How Selenium Works: Episodes 1 - 2

Translation of the article prepared in advance of the start of the course “Java QA Engineer”.

Episode 1 – Transportation

As a result of the dialogue that took place on the last weekend of January 2020, which was dedicated to one of the problems in Selenium, where someone told me “Why don’t you just do that …” In response to an explanation of the problem, I decided to write a series of articles explaining the commands in Selenium WebDriver and why we ended up with the design we have today.

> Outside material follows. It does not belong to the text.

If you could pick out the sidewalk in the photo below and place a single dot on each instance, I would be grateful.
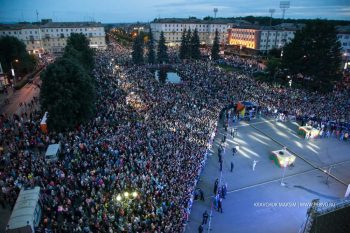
(23, 95)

I will repeat this in every episode of this series – a lot, sometimes to the point of madness, a lot of thought and thought was put into the work of every smallest detail of Selenium.

Why?

By chance and how well he does what he is intended to do, Selenium is used by millions of people around the world. This is how the widest range of companies from small startups to Microsoft and Google makes sure that their site works in every browser.

How does Selenium interact with the browser?

Over the years of Selenium, we ended up focusing on using HTTP as a way to interact with the browser. We created the REST-ish API (REST-ish – in the spirit of REST), which can use each client binding and get, we hope, the same results.

HTTP and REST-ish? Seriously?

Yeah …

Let’s start with the HTTP part. When we first started, we had to support different ways of interacting with each browser, based on the best approach for each of them. For example, for Internet Explorer, we wrote COM code. He worked well, but from him we still have nightmares. For Firefox, we wrote a line-by-line reading monster, which, fortunately, thanks to Mozilla’s “make your browser” approach, was capable of much. Opera allowed us to enter through the DevTools protocol.

Thus, this meant that, especially in the early years of WebDriver, we needed to support N: M bindings, where N is the language bindings and M are the browsers we support. This path does not lead to a good product. We decided that we needed something that every language would understand. We also needed something pretty reliable. So the choice fell on HTTP, and we started to create JSONWireProtocol.

Within JSONWireProtocol we built a REST-ish interface that communicates in JSON. I say REST-ish because it does not follow absolutely all the principles of REST, but rather embodies them to a degree sufficient to make it a powerful tool for our tasks.

What about the current state of things?

Web, Internet and the world move on. So why is Selenium not?

This is a good question, but the fact is that we are trying to modernize. Unfortunately, the network is characterized by a state when it does not work, if it is not running. HTTP is pretty reliable as a protocol. It also allows people to create clusters for testing without worrying about how multiplexing will work. This is the reason Selenium Grid was created, which still remains a good choice when it comes to organizing testing with multiple devices and computers.

But it looks more like a network.

So … There are tools that use its Chrome Debug Protocol to control Chrome. They do some things better than Selenium, which is a consequence of their choice of how to communicate with the browser. Unfortunately, this is the proprietary protocol of Chrome, and making it accessible to other browsers is not in the interest of Google.

In addition, ignoring interesting design solutions from the Google team, there is such a problem that we must have a constantly open connection. In this case, it uses WebSockets, but you should recall my comment above that the Internet is not available while it is not working. WebSockets will constantly reconnect. There is also the problem of how much traffic will go up and down this channel.

This is not a problem for the puppeteer when you interact with something only on your local computer, but if you integrate a CI service such as Circle CI or TravisCI and something like AWS Device Farm, Sauce Labs or BrowserStack, between you and your runner suddenly gets the Internet, and this data should reach the recipients.

The W3C Browser Testing and Tools working group, consisting of browser vendors and Selenium guys, is trying to design how everything should look to be sure that we can ensure cross-browser compatibility from the very beginning, without resorting to strange hacker patches and personal delivery of these browsers.

Want to know more?

WebDriver shipping specification details.

Episode 2 – Navigation
In this episode, we will look at a huge amount of work related to navigation.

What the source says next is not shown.